Turtle

Students help make squirrel gliders at home

Rushworth P-12 College students recently built 21 new nest boxes that will provide valuable shelter for the region’s threatened squirrel glider population.

  

Goulburn Broken Catchment Management Authority Conservation Management Network (CMN) Co-ordinator Janice Mentiplay-Smith said the workshop was organised as part of the Whroo Goldfields CMN’s Gliders in the Goldfields project, which is funded through the Victorian Government’s Communities for Nature initiative.

“The box-ironbark forests around the Rushworth area have very few large old trees with the hollows that so many native species need for shelter and breeding,” Ms Mentiplay-Smith said. “This project will result in 90 new nest boxes being installed on private land to provide habitat for a range of hollow-dependent species. By increasing and improving habitat, the number of gliders that can survive and thrive will increase.”

 Ms Mentiplay-Smith said the school and its students had been great supporters of the project.
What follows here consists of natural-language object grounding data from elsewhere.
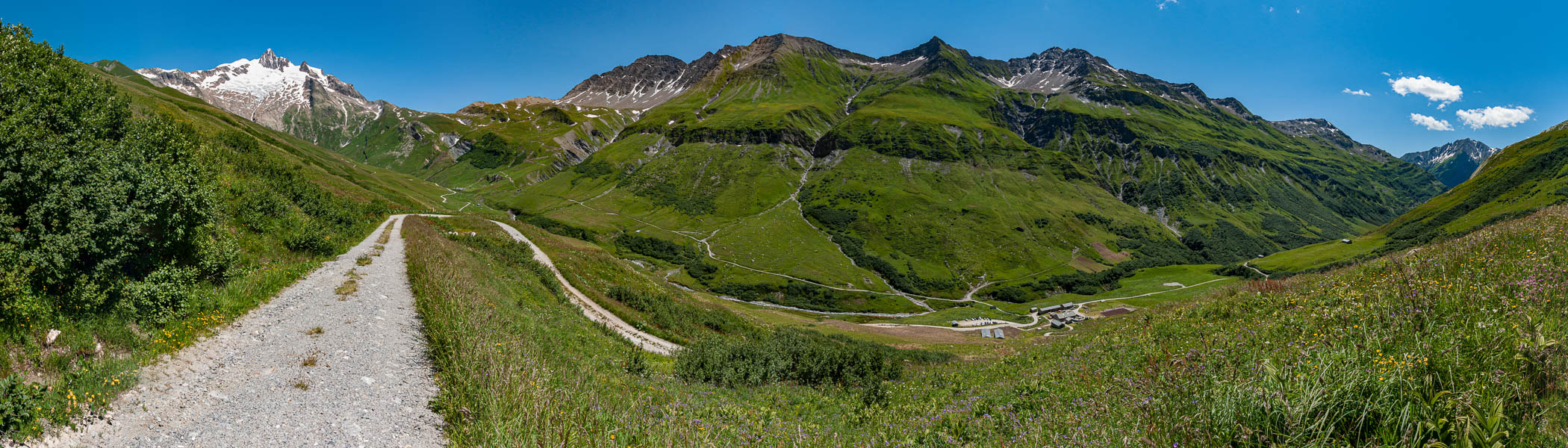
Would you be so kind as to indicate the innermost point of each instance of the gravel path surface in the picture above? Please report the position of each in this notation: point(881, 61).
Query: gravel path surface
point(591, 309)
point(252, 385)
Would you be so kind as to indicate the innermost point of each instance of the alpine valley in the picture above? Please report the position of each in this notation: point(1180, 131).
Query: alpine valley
point(819, 178)
point(781, 243)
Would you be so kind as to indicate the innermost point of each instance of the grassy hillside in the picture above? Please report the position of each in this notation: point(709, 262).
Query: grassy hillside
point(1516, 181)
point(1457, 343)
point(932, 178)
point(143, 218)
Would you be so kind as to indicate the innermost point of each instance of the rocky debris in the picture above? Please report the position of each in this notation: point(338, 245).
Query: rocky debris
point(246, 388)
point(644, 84)
point(1327, 134)
point(1471, 149)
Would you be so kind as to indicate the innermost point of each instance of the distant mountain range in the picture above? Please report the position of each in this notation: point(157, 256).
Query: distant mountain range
point(1452, 164)
point(1509, 184)
point(922, 171)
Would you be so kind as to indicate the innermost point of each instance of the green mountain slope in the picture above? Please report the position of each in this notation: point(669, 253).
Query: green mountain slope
point(1452, 164)
point(1518, 179)
point(140, 217)
point(939, 171)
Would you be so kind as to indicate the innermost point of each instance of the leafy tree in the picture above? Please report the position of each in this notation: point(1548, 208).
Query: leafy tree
point(88, 193)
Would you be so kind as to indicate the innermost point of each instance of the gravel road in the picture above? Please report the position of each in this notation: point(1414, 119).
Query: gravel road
point(591, 309)
point(253, 386)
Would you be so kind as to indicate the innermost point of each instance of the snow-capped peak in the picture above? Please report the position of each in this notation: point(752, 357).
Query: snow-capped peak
point(269, 88)
point(270, 77)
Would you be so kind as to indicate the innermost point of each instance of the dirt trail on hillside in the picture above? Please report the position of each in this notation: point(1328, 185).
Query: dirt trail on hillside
point(591, 309)
point(253, 385)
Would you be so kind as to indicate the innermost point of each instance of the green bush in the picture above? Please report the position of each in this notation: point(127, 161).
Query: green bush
point(162, 295)
point(311, 238)
point(91, 195)
point(795, 356)
point(218, 254)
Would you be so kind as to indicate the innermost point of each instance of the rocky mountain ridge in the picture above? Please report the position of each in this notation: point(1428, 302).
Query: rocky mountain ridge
point(1454, 162)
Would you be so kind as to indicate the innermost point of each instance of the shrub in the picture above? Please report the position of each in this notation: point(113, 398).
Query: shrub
point(162, 295)
point(91, 195)
point(218, 254)
point(797, 356)
point(311, 238)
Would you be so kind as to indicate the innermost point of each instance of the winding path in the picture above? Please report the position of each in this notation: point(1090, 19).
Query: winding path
point(1036, 318)
point(311, 367)
point(591, 309)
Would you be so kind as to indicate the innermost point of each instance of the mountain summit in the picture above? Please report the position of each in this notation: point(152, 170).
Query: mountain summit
point(1454, 162)
point(273, 91)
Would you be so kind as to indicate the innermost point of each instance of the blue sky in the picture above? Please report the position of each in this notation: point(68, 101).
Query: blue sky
point(1281, 58)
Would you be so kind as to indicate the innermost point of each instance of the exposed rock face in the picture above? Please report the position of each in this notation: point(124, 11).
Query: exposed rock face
point(1454, 162)
point(476, 108)
point(1325, 132)
point(647, 82)
point(272, 91)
 “The enthusiasm and interest of the students is amazing. They are so keen to build the nest boxes, and interested to learn about the species that will move into them.  Sometimes we have nest boxes installed for only six weeks in the region, before a native marsupial moves in, so the students know that their boxes will most likely be occupied very soon, and that gives them a feeling that they are doing something tangible.”

 The Gliders in the Goldfields project complements previous projects that involved building nest boxes for the forest’s brush-tailed phascogale and sugar gliders populations.

 “About 60 sugar glider and brush-tailed phascogale nest boxes have already been installed around the Rushworth region and monitoring indicates that more than half are already being used by gliders and phascogales, as well as many other native species,” she said. “We really appreciate the support of the community: the students and groups who build and install the nest boxes as well as the landholders who monitor the occupancy of the boxes and maintain them. This effort is critically important to protecting and improving habitat for these threatened species.”

 To find out more about the project, contact Janice Mentiplay-Smith on janicem@gbcma.vic.gov.au or 5764 7506 or visit http://www.whroogoldfieldscmn.com/


Did you know?

Squirrel gliders:

  • are nocturnal, omnivorous marsupials, that feed on invertebrates, eucalypt pollen, sap, nectar, birds eggs and young, and gum from acacias and eucalypts (to access the sap, they make incisions in the bark with their strong teeth);
  • are arboreal, carrying out the majority of activities in tree tops and along tree trunks;
  • will usually nest alone and alternate between a range of hollows at various heights in living or dead trees; and
  • prefer hollows with a small (50-60 mm) diameter entrance, to deter predators.